There is no part of our country today that is safe; the economy is getting better on paper but worse in reality; our political relevance in the comity of nations is speedily dwindling as Nigeria is seen as democratic joke and an example of the negativities in democratic practice and rule of law. Most unfortunately, the civic space in the country is rapidly shrinking. There is need to open it up through patriotic, constitutional and peaceful selfless civic actions which other democracies in Africa and the wider world are encouraging. Conversely, the present government sees all those who speak up about the ills in the society as unpatriotic Nigerians, the truth remains that only those who truly love this country, care enough to speak up about issues that truncate our collective democracy today and tomorrow in turn.
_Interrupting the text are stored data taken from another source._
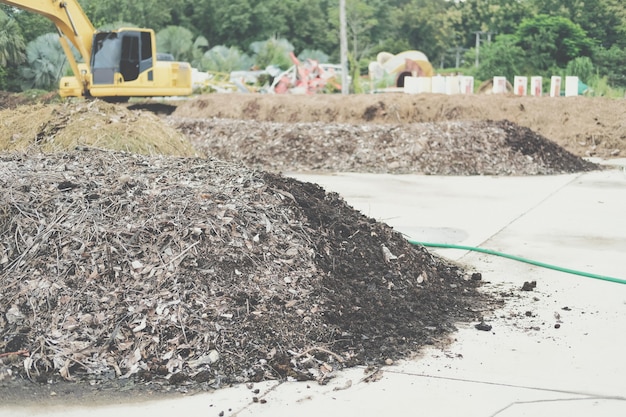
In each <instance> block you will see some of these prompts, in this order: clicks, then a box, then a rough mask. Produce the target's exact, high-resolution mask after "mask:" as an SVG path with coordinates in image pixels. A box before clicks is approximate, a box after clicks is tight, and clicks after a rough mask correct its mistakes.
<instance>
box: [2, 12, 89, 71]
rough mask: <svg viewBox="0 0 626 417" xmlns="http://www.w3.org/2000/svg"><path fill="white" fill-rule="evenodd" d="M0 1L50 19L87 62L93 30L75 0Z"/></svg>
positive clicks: (87, 61) (88, 18)
mask: <svg viewBox="0 0 626 417" xmlns="http://www.w3.org/2000/svg"><path fill="white" fill-rule="evenodd" d="M0 3H2V4H7V5H9V6H13V7H16V8H18V9H23V10H28V11H29V12H33V13H37V14H40V15H42V16H44V17H46V18H48V19H50V20H51V21H52V22H53V23H54V24H55V25H56V27H57V29H58V30H59V32H60V34H62V35H63V36H65V38H66V39H68V40H69V41H70V42H71V43H72V45H74V47H75V48H76V49H77V50H78V51H79V52H80V55H81V56H82V58H83V59H84V60H85V62H89V59H90V58H91V43H92V38H93V33H94V31H95V29H94V27H93V25H92V24H91V21H90V20H89V18H88V17H87V15H85V12H84V11H83V9H82V8H81V7H80V5H79V4H78V2H77V1H75V0H39V1H33V0H0Z"/></svg>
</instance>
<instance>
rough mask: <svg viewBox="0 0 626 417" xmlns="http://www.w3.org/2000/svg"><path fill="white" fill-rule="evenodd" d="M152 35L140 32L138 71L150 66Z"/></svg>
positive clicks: (149, 66) (142, 69) (144, 68)
mask: <svg viewBox="0 0 626 417" xmlns="http://www.w3.org/2000/svg"><path fill="white" fill-rule="evenodd" d="M152 62H153V61H152V36H151V33H150V32H141V62H140V63H139V72H144V71H145V70H147V69H150V68H152V66H153V65H154V64H153V63H152Z"/></svg>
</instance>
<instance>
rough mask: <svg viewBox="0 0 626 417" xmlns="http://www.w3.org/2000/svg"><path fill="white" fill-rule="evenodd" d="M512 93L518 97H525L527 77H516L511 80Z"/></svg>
mask: <svg viewBox="0 0 626 417" xmlns="http://www.w3.org/2000/svg"><path fill="white" fill-rule="evenodd" d="M513 92H514V93H515V95H518V96H525V95H527V94H528V77H523V76H521V75H516V76H515V78H514V79H513Z"/></svg>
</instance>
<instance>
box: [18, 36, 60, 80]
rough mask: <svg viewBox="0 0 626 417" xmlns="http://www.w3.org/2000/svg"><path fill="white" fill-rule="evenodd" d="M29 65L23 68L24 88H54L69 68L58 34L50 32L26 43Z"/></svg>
mask: <svg viewBox="0 0 626 417" xmlns="http://www.w3.org/2000/svg"><path fill="white" fill-rule="evenodd" d="M26 61H27V66H24V67H22V68H21V70H20V73H21V76H22V89H23V90H28V89H33V88H35V89H42V90H53V89H55V88H57V87H58V84H59V80H60V78H61V76H62V75H63V74H64V73H65V70H66V68H67V59H66V57H65V53H64V52H63V48H61V44H60V42H59V38H58V35H56V34H53V33H48V34H45V35H41V36H39V37H37V39H35V40H34V41H31V42H29V43H28V45H26Z"/></svg>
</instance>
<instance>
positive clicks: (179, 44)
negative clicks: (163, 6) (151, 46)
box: [156, 26, 193, 61]
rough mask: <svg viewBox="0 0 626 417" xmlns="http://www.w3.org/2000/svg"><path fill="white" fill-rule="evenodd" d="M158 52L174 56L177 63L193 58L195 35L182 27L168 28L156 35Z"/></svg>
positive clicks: (174, 57)
mask: <svg viewBox="0 0 626 417" xmlns="http://www.w3.org/2000/svg"><path fill="white" fill-rule="evenodd" d="M156 38H157V51H158V52H163V53H168V54H172V56H174V59H175V60H176V61H190V60H191V59H192V58H193V53H192V51H193V34H192V33H191V31H190V30H189V29H186V28H184V27H181V26H168V27H166V28H165V29H162V30H160V31H159V32H157V34H156Z"/></svg>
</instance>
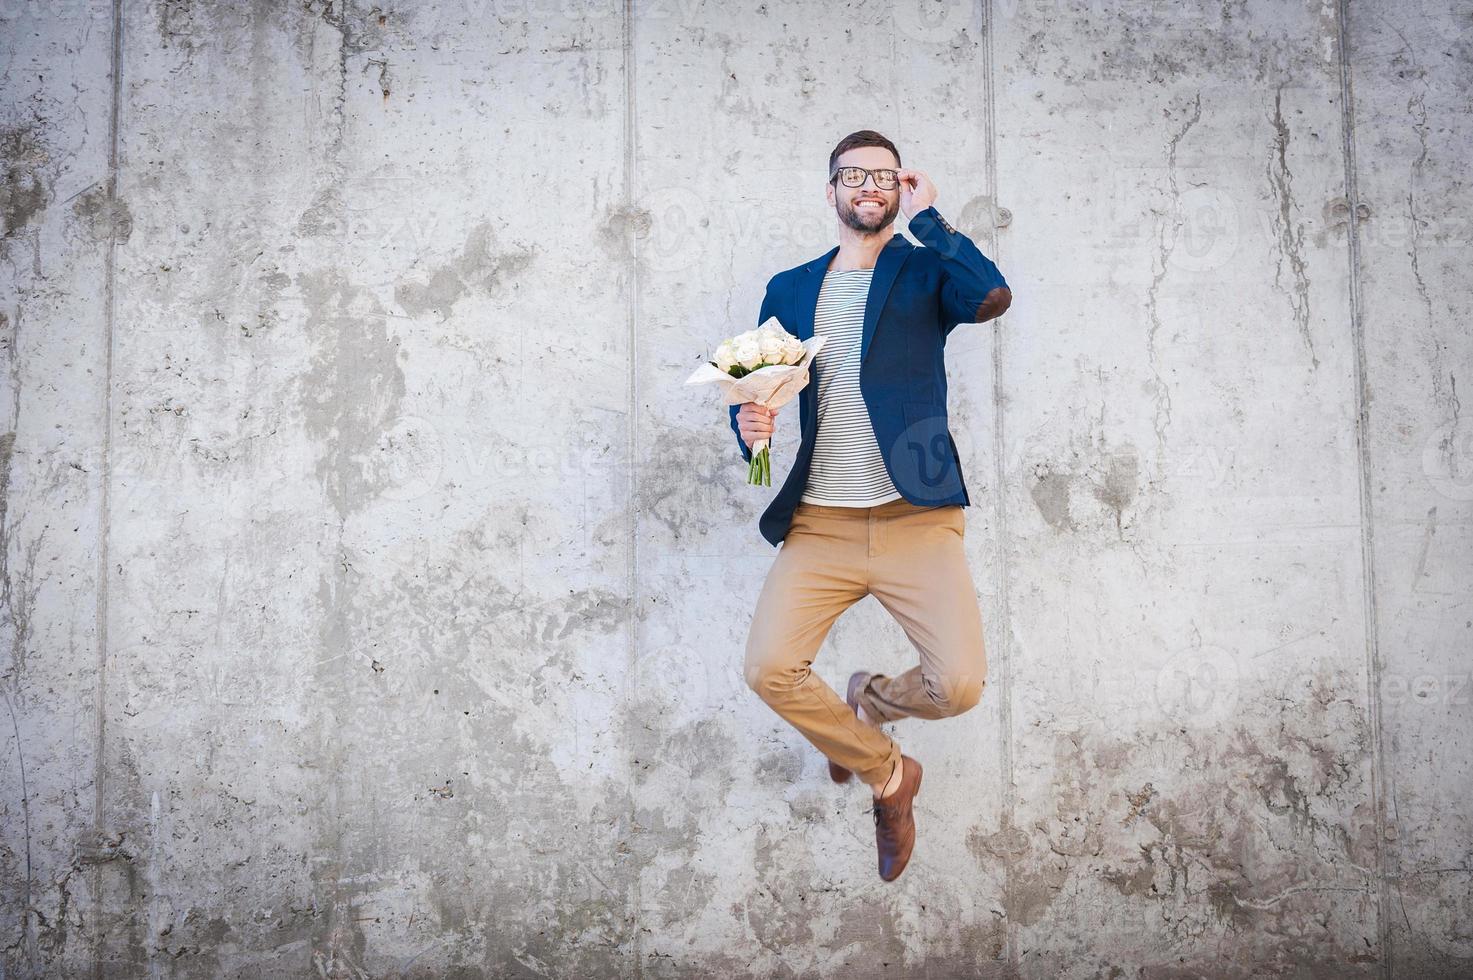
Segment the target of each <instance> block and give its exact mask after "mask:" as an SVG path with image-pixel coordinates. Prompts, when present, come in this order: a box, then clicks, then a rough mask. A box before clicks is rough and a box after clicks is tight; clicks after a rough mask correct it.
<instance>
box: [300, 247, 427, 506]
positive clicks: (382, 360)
mask: <svg viewBox="0 0 1473 980" xmlns="http://www.w3.org/2000/svg"><path fill="white" fill-rule="evenodd" d="M296 281H298V289H299V290H300V293H302V299H303V302H305V304H306V308H308V315H306V324H305V327H306V335H308V339H309V343H311V345H312V351H311V358H309V367H308V370H306V373H305V374H303V376H302V382H300V392H299V404H300V407H302V423H303V426H305V429H306V432H308V433H309V435H311V436H312V438H314V441H315V445H317V449H318V461H317V476H318V479H320V480H321V485H323V489H324V492H326V494H327V498H328V500H330V501H331V504H333V510H334V511H336V513H337V516H339V517H346V516H348V514H351V513H354V511H355V510H358V508H361V507H367V505H370V504H371V503H373V501H374V498H376V497H377V495H379V491H380V489H382V488H383V485H384V480H386V479H389V477H387V476H384V475H383V473H382V472H376V467H373V466H371V464H370V457H371V454H373V452H374V448H376V447H377V445H379V442H380V436H382V435H383V432H384V430H387V429H390V427H392V426H393V424H395V420H396V419H398V417H399V408H401V404H402V401H404V368H402V367H401V365H399V340H398V337H395V336H392V335H390V333H389V329H387V324H389V317H387V315H386V312H384V309H383V308H382V307H380V305H379V302H377V299H374V296H373V293H371V292H368V290H367V289H362V287H358V286H354V284H352V283H351V281H349V280H348V277H346V276H345V274H343V273H342V271H336V270H333V271H324V273H311V274H302V276H299V277H298V280H296Z"/></svg>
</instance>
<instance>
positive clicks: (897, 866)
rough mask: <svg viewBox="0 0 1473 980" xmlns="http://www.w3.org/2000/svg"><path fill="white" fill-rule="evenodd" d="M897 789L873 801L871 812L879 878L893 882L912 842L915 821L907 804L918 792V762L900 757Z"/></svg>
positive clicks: (909, 757)
mask: <svg viewBox="0 0 1473 980" xmlns="http://www.w3.org/2000/svg"><path fill="white" fill-rule="evenodd" d="M900 765H901V771H900V787H899V788H897V790H896V791H894V793H891V794H890V796H882V797H879V799H878V800H875V805H873V806H872V808H871V812H872V813H873V815H875V850H876V852H878V853H879V877H881V878H884V880H885V881H894V880H896V878H899V877H900V872H901V871H904V869H906V865H907V864H909V862H910V849H912V847H915V843H916V821H915V813H913V812H912V809H910V802H912V800H913V799H915V796H916V793H919V791H921V763H919V762H916V760H915V759H912V757H910V756H904V755H903V756H900Z"/></svg>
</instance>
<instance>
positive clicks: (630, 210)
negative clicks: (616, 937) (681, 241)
mask: <svg viewBox="0 0 1473 980" xmlns="http://www.w3.org/2000/svg"><path fill="white" fill-rule="evenodd" d="M623 28H625V37H623V55H625V195H623V196H625V200H623V206H625V217H626V220H625V223H623V224H625V228H626V234H627V236H629V239H627V242H629V305H627V320H629V321H627V327H626V340H625V342H626V343H627V345H629V445H627V452H629V569H627V579H626V581H627V589H629V662H627V665H626V666H627V675H626V676H635V669H636V666H638V659H639V482H638V469H636V466H638V457H636V447H638V439H636V436H638V432H639V424H638V416H639V391H638V380H639V377H638V370H636V364H638V357H635V354H636V346H635V340H636V324H638V323H639V245H638V242H639V239H638V234H636V233H635V224H636V223H635V221H632V220H629V218H630V217H632V215H633V208H635V195H636V181H635V162H636V159H638V143H636V136H638V130H636V116H635V0H625V25H623ZM626 694H627V691H626ZM622 709H623V710H625V712H627V710H629V700H627V697H626V699H625V703H623V704H622ZM626 749H627V746H626ZM636 787H638V768H636V765H635V760H633V755H632V753H630V757H629V813H627V822H626V825H625V831H626V833H629V834H633V833H635V828H636V827H638V822H636V819H635V815H636V803H638V800H636V796H635V793H636ZM629 853H638V852H636V850H633V849H630V852H629ZM630 872H632V874H630V886H629V895H630V897H632V905H633V908H632V909H630V911H629V914H626V915H625V923H626V924H627V925H629V927H630V931H632V942H630V952H632V961H633V977H635V980H639V977H641V973H642V971H641V961H642V953H641V942H639V939H641V936H639V924H641V921H642V909H641V905H642V902H641V895H639V862H635V864H633V865H632V868H630Z"/></svg>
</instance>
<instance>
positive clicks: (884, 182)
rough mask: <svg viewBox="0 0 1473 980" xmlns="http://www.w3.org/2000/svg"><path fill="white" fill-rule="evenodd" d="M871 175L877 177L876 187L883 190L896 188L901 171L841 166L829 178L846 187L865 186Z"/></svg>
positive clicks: (886, 189) (890, 169) (899, 181)
mask: <svg viewBox="0 0 1473 980" xmlns="http://www.w3.org/2000/svg"><path fill="white" fill-rule="evenodd" d="M869 175H873V177H875V187H879V189H881V190H894V189H896V184H899V183H900V172H899V171H894V169H890V168H881V169H865V168H863V167H840V168H838V169H837V171H834V177H829V180H838V181H840V183H843V184H844V186H846V187H863V186H865V178H866V177H869Z"/></svg>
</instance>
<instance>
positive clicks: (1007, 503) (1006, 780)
mask: <svg viewBox="0 0 1473 980" xmlns="http://www.w3.org/2000/svg"><path fill="white" fill-rule="evenodd" d="M981 7H982V34H984V37H982V91H984V96H985V102H987V146H985V150H987V164H985V167H987V190H988V193H990V195H991V220H990V223H988V227H990V240H988V243H987V248H988V249H991V253H993V262H996V264H997V265H999V267H1002V245H1000V242H999V239H1000V236H999V233H997V208H999V203H997V200H999V195H997V96H996V90H994V85H993V69H994V65H996V59H994V57H993V4H991V0H982V4H981ZM1006 315H1008V314H1003V317H1006ZM1003 317H997V318H996V320H991V321H990V323H991V324H993V508H994V511H996V517H994V520H996V523H997V542H999V547H997V609H999V616H1000V617H1002V622H1000V623H999V632H997V668H996V671H997V673H999V675H1000V676H999V682H997V696H999V706H997V713H999V728H1000V752H1002V772H1003V825H1005V828H1008V830H1010V828H1012V827H1013V824H1015V811H1016V803H1018V800H1016V793H1015V791H1013V744H1012V669H1010V663H1009V657H1008V650H1009V640H1010V637H1012V610H1010V609H1009V604H1010V601H1012V600H1010V595H1009V589H1008V578H1009V566H1008V547H1009V541H1008V494H1006V482H1005V477H1006V475H1008V472H1006V466H1005V463H1003V458H1005V457H1003V451H1005V448H1006V441H1005V438H1003V411H1005V399H1003V335H1002V330H1000V326H1002V321H1003ZM1009 855H1010V852H1009ZM1012 874H1013V859H1012V856H1009V858H1008V859H1006V861H1005V862H1003V881H1005V886H1003V895H1005V896H1008V895H1012ZM1003 908H1005V911H1006V912H1005V917H1003V928H1005V936H1006V948H1005V955H1006V958H1008V964H1009V965H1010V967H1013V968H1015V970H1016V967H1018V951H1016V943H1015V942H1013V940H1015V928H1013V920H1012V909H1010V908H1008V905H1006V900H1005V903H1003Z"/></svg>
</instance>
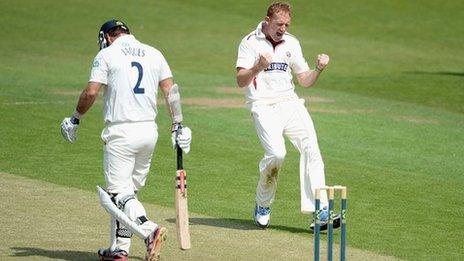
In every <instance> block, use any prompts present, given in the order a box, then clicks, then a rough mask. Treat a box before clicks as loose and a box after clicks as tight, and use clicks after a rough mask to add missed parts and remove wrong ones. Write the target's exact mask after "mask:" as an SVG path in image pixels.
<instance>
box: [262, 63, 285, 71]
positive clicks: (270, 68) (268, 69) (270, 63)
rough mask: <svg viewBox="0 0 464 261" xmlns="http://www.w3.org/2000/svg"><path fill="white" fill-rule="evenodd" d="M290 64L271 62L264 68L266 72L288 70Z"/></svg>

If Sowore and hordes of his ‘Revolution Now Movement’ protesters, driven by non-partisan and patriotic zeal, have offered to widen the shrinking civic space through non-violent actions they should be protected by the State to do so, and NOT this undemocratic and unlawful man-hunt, branding their actions as mutinous.

Even under the dreaded military dictatorships in the country, pro-democracy groups and even the detained Sowore participated or led non-violent protests. I also led or participated in several pro-democracy protests and struggles as a student leader and public interest lawyer which lead to the birth of our fourth republic democracy. Several members of the present Executive Arm, including President Muhammadu Buhari participated in peaceful public protest on the streets of Nigeria; they issued threats/warnings to the government of the day and sponsored the ‘Occupy Nigeria’ protest. That was democracy in practice, why have all these suddenly become a crime against the State today, when our laws are still the same. Democratic rule allows aggrieved and patriotic citizens to organize civic actions to draw the attention of government to issues that affect our collective growth as a nation.

I am deeply concerned about this consistent undemocratic, unconstitutional, primitive and needless offensive on patriotic acts aimed at nipping pro-democracy movements in the buds and cowing all voices of dissent or opposition. I wish to remind us that if we continue to bottle the pains and agonies of our citizens, it is very likely to explode without warning as “he who makes peaceful change impossible, makes violent change inevitable”. It is in our collective interest that Nigeria remains as one indivisible entity; we need to draw strength from our diversity; we need to lead or serve our country in line with the rule of law.

 Drawing strength from Section 35(5) (b) of the Constitution of the Federal Republic of Nigeria, I urge the government to immediately and unconditionally release Omoyele Sowere from the state custody, having been detained for more than two (2) days without trial. The government must respect her constitution and other international laws she has assented to, particularly the African Charter on Human and Peoples Rights. The government must protect her citizens and not resort to these persistent harassments and acts of intimidation that have continued to heat up the polity and lead to avoidable loss of lives and properties of our people.